Second, for women of the same age and body mass index, those with higher mammographic density are at greater risk of a future breast cancer. The one-quarter of women in the highest-density category are almost three times more likely to develop breast cancer than the one-quarter of women in the lowest-density category.

The predictive power is not dramatic on a personal level, as it is for having a mutation in a breast cancer susceptibility gene such as BRCA1 or BRCA2. But because women vary so much in their mammographic density, on a population basis it is among the strongest risk factors for breast cancer.

Genetic link

In collaboration with BreastScreen services across Australia and colleagues in Canada, my research team undertook a large twin study and found genetic factors play an important role in breast density variation.

From this, we predicted that mammographic density explains about 10% of why breast cancer runs in families. New genetic studies are confirming this prediction.

We also identified the first gene that influences both mammographic density and breast cancer, called LSP1. A large international collaboration led by Associate Professor Jennifer Stone at the University of Western Australia has found at least ten more such genes. This research will soon be published.

We have also found that mammographic density measures that predict breast cancer risk “track” through life. This means mammographic density in early adulthood predicts mammographic density in mid-life, and hence breast cancer risk.

Towards better detection

We’re yet to find an alternative way to better detect breast cancer in women with dense breasts. But international researchers are working to:

  • develop automated measures using digital mammograms that best predict breast cancer risk

  • develop optimal screening protocols (ages and times between mammograms) for women, depending on their mammographic density

  • determine the most cost-effective alternative screening strategies for women with mammographically dense breasts

  • implement these strategies in breast screening services, including those in developing countries in which breast cancer is becoming an increasingly important disease.
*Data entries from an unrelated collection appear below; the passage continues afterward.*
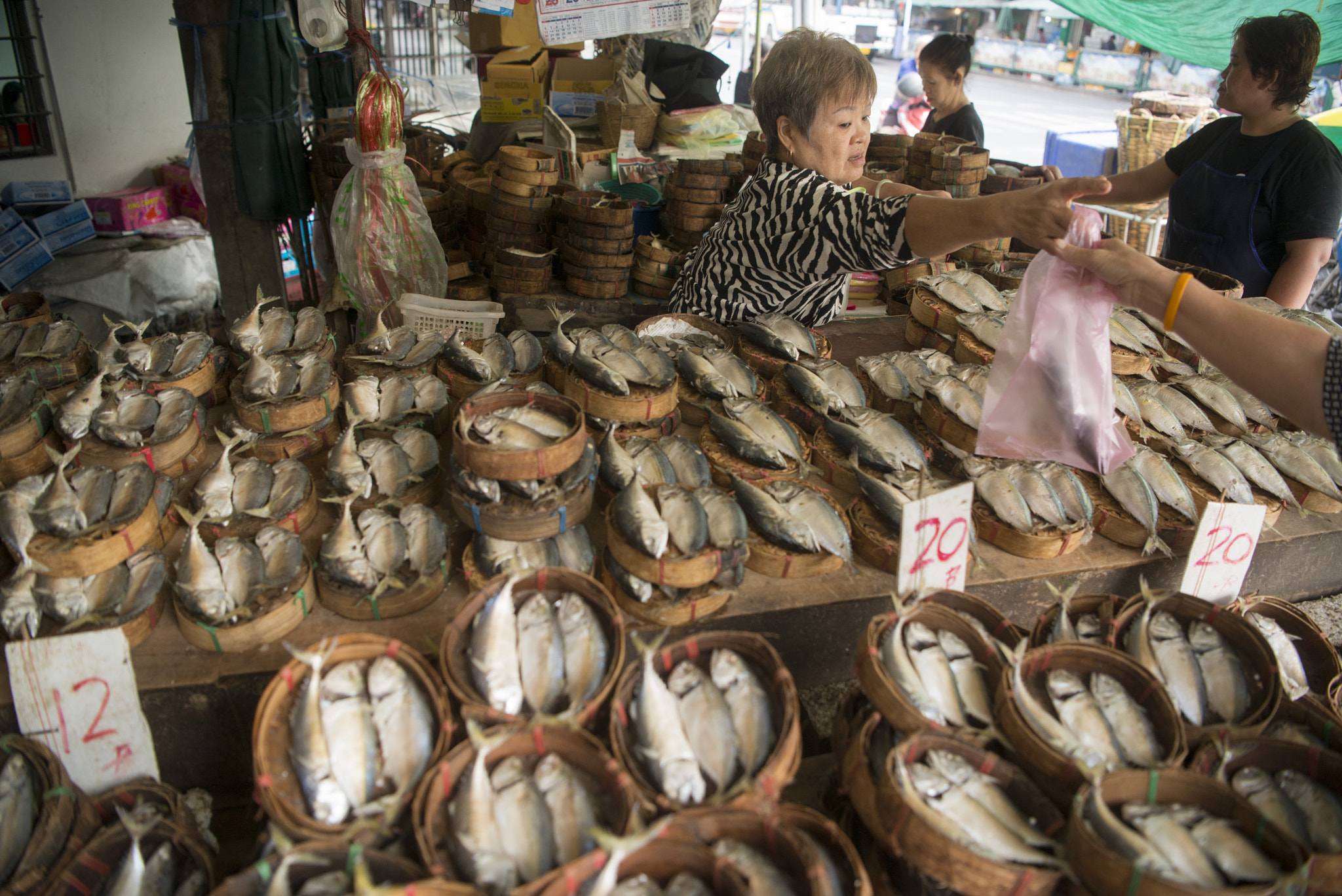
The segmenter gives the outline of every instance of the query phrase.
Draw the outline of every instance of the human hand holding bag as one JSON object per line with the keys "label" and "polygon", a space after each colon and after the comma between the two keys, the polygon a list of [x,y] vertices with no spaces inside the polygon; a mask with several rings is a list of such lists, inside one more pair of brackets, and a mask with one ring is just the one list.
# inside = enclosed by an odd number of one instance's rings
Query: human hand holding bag
{"label": "human hand holding bag", "polygon": [[[1092,249],[1099,215],[1076,208],[1067,242]],[[1002,328],[976,454],[1108,473],[1133,455],[1114,411],[1108,318],[1114,293],[1084,267],[1040,253]]]}

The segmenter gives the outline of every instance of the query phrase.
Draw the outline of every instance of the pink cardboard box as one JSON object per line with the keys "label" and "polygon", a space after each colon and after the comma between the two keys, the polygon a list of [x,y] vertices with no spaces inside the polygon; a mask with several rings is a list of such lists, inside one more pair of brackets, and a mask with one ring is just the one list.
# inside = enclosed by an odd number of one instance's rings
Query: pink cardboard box
{"label": "pink cardboard box", "polygon": [[138,230],[172,216],[166,187],[127,187],[89,196],[89,211],[97,230]]}

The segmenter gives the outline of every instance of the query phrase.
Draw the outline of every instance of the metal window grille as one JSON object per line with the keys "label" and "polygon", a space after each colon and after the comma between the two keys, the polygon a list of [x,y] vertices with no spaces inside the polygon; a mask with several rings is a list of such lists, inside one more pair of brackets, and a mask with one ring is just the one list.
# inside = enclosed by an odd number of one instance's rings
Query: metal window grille
{"label": "metal window grille", "polygon": [[35,36],[28,27],[27,0],[3,0],[0,19],[0,159],[50,156],[51,113],[38,70]]}

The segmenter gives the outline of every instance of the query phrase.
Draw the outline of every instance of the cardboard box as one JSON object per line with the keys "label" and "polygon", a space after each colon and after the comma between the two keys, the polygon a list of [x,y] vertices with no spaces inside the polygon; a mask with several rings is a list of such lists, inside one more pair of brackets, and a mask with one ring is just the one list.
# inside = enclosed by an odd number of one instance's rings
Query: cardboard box
{"label": "cardboard box", "polygon": [[486,81],[531,81],[544,85],[548,74],[550,74],[550,54],[539,43],[505,50],[484,67]]}
{"label": "cardboard box", "polygon": [[68,180],[11,180],[0,189],[5,206],[54,206],[74,197]]}
{"label": "cardboard box", "polygon": [[110,193],[89,196],[89,211],[93,212],[93,226],[98,230],[138,230],[145,224],[157,224],[172,216],[168,208],[165,187],[127,187]]}
{"label": "cardboard box", "polygon": [[39,236],[48,236],[58,230],[66,230],[86,220],[93,220],[93,212],[89,211],[89,204],[81,199],[63,208],[39,215],[28,223],[38,231]]}
{"label": "cardboard box", "polygon": [[71,246],[87,242],[97,235],[98,231],[93,228],[93,220],[82,220],[78,224],[66,227],[64,230],[47,234],[42,238],[42,242],[47,246],[47,251],[55,255],[63,249],[70,249]]}
{"label": "cardboard box", "polygon": [[[541,28],[535,23],[535,3],[517,0],[511,16],[495,16],[488,12],[470,15],[471,52],[494,52],[509,47],[542,46]],[[544,44],[552,46],[552,44]],[[582,51],[582,42],[553,44],[556,50]]]}
{"label": "cardboard box", "polygon": [[539,118],[545,85],[530,81],[486,81],[480,85],[480,121],[491,125]]}
{"label": "cardboard box", "polygon": [[19,283],[28,279],[51,263],[51,253],[39,239],[23,249],[17,255],[0,265],[0,287],[13,292]]}
{"label": "cardboard box", "polygon": [[4,236],[0,236],[0,261],[11,258],[20,249],[32,246],[35,242],[38,242],[38,234],[27,224],[11,228]]}

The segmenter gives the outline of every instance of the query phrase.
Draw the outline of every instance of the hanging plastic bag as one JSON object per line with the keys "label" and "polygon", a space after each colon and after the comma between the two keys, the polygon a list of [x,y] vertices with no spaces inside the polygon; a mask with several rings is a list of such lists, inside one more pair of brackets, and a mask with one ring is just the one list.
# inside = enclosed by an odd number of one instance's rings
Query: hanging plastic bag
{"label": "hanging plastic bag", "polygon": [[[368,73],[358,87],[356,136],[345,141],[353,165],[331,211],[331,244],[340,278],[323,310],[354,308],[368,333],[384,308],[404,293],[443,297],[447,259],[405,165],[400,87]],[[397,320],[386,320],[388,325]]]}
{"label": "hanging plastic bag", "polygon": [[[1067,242],[1092,249],[1099,232],[1099,215],[1078,208]],[[1114,301],[1088,270],[1035,257],[997,344],[976,454],[1057,461],[1091,473],[1108,473],[1133,455],[1114,412]]]}

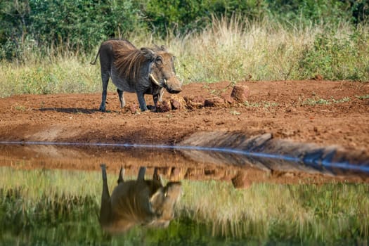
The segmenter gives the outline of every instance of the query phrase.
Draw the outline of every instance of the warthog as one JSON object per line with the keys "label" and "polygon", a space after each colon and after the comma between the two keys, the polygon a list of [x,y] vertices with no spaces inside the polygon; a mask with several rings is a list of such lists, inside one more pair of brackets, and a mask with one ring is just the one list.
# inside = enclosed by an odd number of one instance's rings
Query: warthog
{"label": "warthog", "polygon": [[142,111],[148,110],[144,95],[153,95],[156,108],[164,89],[169,93],[180,92],[181,83],[176,75],[174,56],[164,46],[137,49],[127,40],[103,42],[91,64],[100,54],[103,95],[100,110],[105,111],[109,78],[117,86],[121,108],[124,107],[124,91],[136,92]]}
{"label": "warthog", "polygon": [[163,186],[156,169],[153,180],[145,180],[145,167],[140,168],[136,181],[124,181],[124,169],[121,168],[118,185],[110,196],[103,164],[101,171],[103,193],[99,221],[104,230],[117,233],[135,225],[168,226],[182,193],[180,182],[168,182]]}

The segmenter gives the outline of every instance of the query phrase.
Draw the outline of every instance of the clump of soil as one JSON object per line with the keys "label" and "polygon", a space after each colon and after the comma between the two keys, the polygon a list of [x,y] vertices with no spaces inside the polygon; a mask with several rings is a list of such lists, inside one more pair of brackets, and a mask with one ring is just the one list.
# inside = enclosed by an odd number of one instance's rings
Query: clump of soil
{"label": "clump of soil", "polygon": [[235,85],[231,93],[231,96],[240,103],[243,103],[247,101],[249,95],[250,88],[245,85]]}

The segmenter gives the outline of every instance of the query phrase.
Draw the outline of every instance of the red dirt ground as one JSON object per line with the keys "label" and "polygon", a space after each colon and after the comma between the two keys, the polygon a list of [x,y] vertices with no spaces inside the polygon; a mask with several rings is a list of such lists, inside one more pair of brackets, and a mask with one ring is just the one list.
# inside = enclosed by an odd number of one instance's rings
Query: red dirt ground
{"label": "red dirt ground", "polygon": [[[108,112],[101,94],[21,95],[0,99],[0,141],[174,144],[197,131],[271,132],[274,138],[369,151],[369,83],[331,81],[246,82],[248,105],[234,103],[165,112],[136,112],[134,93],[121,110],[117,93]],[[228,82],[183,86],[178,96],[228,98]],[[164,101],[171,95],[165,93]],[[342,99],[349,100],[342,102]],[[330,104],[307,105],[314,99]],[[340,101],[341,100],[341,101]],[[153,104],[150,96],[148,104]],[[322,101],[321,100],[321,102]]]}

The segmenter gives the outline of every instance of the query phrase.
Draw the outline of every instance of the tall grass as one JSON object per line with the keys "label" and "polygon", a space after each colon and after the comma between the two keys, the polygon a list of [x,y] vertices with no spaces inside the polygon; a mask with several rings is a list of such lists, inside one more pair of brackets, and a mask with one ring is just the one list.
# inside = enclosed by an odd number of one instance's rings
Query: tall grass
{"label": "tall grass", "polygon": [[[145,33],[127,37],[138,47],[166,44],[178,57],[177,72],[185,83],[305,79],[316,75],[368,81],[369,27],[345,22],[336,30],[330,27],[287,27],[233,16],[214,18],[200,33],[176,36],[169,32],[164,40]],[[98,63],[89,64],[96,53],[72,53],[67,47],[51,46],[41,55],[30,43],[22,61],[0,62],[0,96],[101,91]]]}
{"label": "tall grass", "polygon": [[[0,242],[13,242],[14,237],[67,244],[106,240],[97,220],[100,172],[1,167],[0,174]],[[108,176],[112,189],[116,179]],[[368,184],[261,183],[235,190],[231,183],[183,181],[183,186],[179,219],[168,230],[149,232],[147,242],[171,238],[173,242],[181,236],[209,242],[212,235],[259,242],[369,240]],[[137,243],[140,233],[134,230],[128,238]]]}
{"label": "tall grass", "polygon": [[261,183],[247,190],[214,181],[185,185],[190,192],[180,209],[212,222],[213,235],[295,242],[369,240],[368,185]]}

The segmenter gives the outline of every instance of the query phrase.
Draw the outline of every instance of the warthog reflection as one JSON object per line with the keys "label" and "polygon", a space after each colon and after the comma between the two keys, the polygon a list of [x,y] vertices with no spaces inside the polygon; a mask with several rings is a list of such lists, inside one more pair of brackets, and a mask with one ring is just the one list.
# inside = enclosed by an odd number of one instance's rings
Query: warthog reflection
{"label": "warthog reflection", "polygon": [[155,168],[153,180],[145,180],[140,167],[137,180],[124,181],[120,169],[118,185],[110,195],[106,167],[101,164],[103,193],[100,224],[110,233],[124,233],[136,225],[165,228],[174,217],[174,207],[182,193],[180,182],[164,186]]}

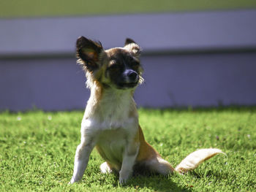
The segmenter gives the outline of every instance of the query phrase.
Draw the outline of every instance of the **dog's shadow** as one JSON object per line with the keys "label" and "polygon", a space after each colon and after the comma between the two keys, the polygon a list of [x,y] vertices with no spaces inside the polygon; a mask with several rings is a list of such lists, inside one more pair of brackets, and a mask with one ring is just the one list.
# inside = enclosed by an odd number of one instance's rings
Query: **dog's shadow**
{"label": "dog's shadow", "polygon": [[[145,188],[152,191],[192,191],[189,187],[178,186],[177,183],[172,181],[173,177],[157,174],[135,174],[123,187],[133,188],[135,190]],[[118,174],[116,174],[116,178],[118,180]]]}

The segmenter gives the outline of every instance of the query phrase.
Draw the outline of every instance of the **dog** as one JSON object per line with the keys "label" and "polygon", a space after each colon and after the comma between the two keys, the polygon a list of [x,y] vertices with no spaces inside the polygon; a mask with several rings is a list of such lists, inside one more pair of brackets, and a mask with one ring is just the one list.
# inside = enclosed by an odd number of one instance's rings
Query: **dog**
{"label": "dog", "polygon": [[160,174],[183,174],[205,160],[223,153],[219,149],[201,149],[186,157],[175,169],[145,140],[139,125],[133,93],[143,82],[140,63],[141,48],[127,39],[123,47],[104,50],[99,42],[80,37],[76,42],[78,63],[83,66],[91,90],[81,123],[73,176],[81,180],[91,150],[96,147],[105,162],[103,173],[119,173],[125,183],[135,167]]}

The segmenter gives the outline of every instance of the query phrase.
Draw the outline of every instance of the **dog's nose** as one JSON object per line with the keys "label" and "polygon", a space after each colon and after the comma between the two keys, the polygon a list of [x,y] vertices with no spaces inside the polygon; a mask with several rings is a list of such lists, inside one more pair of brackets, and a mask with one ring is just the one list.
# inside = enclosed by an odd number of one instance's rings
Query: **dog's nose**
{"label": "dog's nose", "polygon": [[132,81],[135,81],[138,78],[138,74],[137,72],[134,71],[129,71],[127,74],[128,77]]}

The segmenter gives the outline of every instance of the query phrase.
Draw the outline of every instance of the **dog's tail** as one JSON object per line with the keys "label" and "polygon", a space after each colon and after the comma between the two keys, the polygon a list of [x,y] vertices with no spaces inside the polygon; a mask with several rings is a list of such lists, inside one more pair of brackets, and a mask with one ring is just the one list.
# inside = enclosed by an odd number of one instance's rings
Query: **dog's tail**
{"label": "dog's tail", "polygon": [[175,168],[175,170],[181,174],[185,173],[189,170],[195,169],[199,164],[210,158],[219,154],[225,154],[221,150],[209,148],[197,150],[187,155]]}

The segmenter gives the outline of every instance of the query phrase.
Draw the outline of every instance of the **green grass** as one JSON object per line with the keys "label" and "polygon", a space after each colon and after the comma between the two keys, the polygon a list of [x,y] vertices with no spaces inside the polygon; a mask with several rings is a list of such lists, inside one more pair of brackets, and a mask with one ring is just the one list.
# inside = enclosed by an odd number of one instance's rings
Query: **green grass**
{"label": "green grass", "polygon": [[146,140],[173,166],[197,148],[218,155],[184,175],[138,175],[125,186],[102,174],[93,151],[80,183],[67,185],[83,112],[0,113],[0,191],[253,191],[256,107],[139,111]]}
{"label": "green grass", "polygon": [[255,8],[255,0],[1,0],[0,18],[79,16]]}

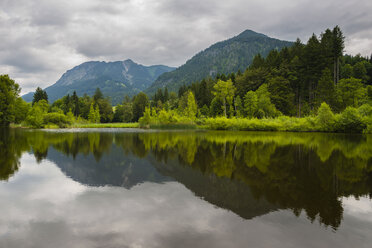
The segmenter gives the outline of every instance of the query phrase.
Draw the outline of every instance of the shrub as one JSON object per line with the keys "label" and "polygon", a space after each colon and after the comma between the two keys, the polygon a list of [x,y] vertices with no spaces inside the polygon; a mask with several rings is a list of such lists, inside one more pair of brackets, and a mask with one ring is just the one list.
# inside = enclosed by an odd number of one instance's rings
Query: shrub
{"label": "shrub", "polygon": [[71,125],[71,120],[61,113],[47,113],[44,115],[44,123],[54,124],[58,127],[67,127],[68,125]]}

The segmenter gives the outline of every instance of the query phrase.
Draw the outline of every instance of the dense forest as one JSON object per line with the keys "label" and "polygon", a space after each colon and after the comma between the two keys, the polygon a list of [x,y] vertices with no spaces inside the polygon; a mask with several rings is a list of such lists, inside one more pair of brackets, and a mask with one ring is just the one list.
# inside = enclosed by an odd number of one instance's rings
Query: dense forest
{"label": "dense forest", "polygon": [[32,105],[19,86],[0,76],[0,124],[67,127],[74,122],[139,122],[143,127],[201,125],[211,129],[283,131],[372,131],[372,56],[344,55],[338,26],[306,44],[257,54],[244,71],[217,74],[178,92],[160,88],[111,106],[97,89],[48,103],[38,88]]}

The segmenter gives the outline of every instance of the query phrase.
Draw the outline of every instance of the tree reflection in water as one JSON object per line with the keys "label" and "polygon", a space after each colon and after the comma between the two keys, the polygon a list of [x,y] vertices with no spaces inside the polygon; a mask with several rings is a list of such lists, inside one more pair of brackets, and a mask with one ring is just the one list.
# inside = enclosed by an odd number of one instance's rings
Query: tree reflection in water
{"label": "tree reflection in water", "polygon": [[[49,149],[65,157],[48,155]],[[2,129],[1,180],[18,170],[23,152],[33,152],[39,162],[51,159],[68,176],[90,185],[131,187],[141,180],[173,178],[212,204],[247,219],[291,209],[296,216],[304,211],[311,221],[337,229],[343,215],[341,197],[371,197],[372,193],[372,137],[368,135]],[[84,158],[76,160],[79,154]],[[64,165],[66,157],[78,161],[74,164],[80,167],[78,176],[77,170]],[[140,172],[133,172],[140,163],[155,170],[142,166]]]}

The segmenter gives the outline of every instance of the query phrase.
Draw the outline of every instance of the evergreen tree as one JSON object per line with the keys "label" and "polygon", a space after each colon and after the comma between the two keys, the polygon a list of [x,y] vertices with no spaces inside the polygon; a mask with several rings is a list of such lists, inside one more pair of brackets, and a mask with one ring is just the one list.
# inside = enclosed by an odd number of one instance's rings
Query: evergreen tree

While we’re making substantial progress in the first two areas, there is a long way to go for the last two.

Another area of research is to find out what can be done to lower a woman’s mammographic density and hence, it is hoped, her risk of breast cancer.

We know, for instance, that child birth gives a small but long-term reduction in breast cancer risk. During pregnancy, the breasts becomes mammographically dense, but after lactation the density reduces by an average of 7% when compared with the pre-pregnancy density.

There is also some evidence that tamoxifen, a drug given to reduce breast cancer risk, especially for women who have had a breast cancer, might also reduce mammographic density.

Mammographic density also appears to explain why having a high body mass index in late adolescence is associated with being at lower risk of breast cancer.

So dense breasts are not a new phenomenon. Australian researchers and BreastScreen have been working hard for nearly two decades to understand and, most importantly, work out how to use this concept to reduce deaths from breast cancer.

With the increasing availability of digital mammography, breast density is more easily measured, and researchers continue to search for better ways to detect breast cancer in women with dense breasts.

The challenge now is to use mammographic density to help make breast screening more effective in preventing deaths from breast cancer, at lower financial cost and with fewer of the negative impacts inherent in all population-wide screening programs.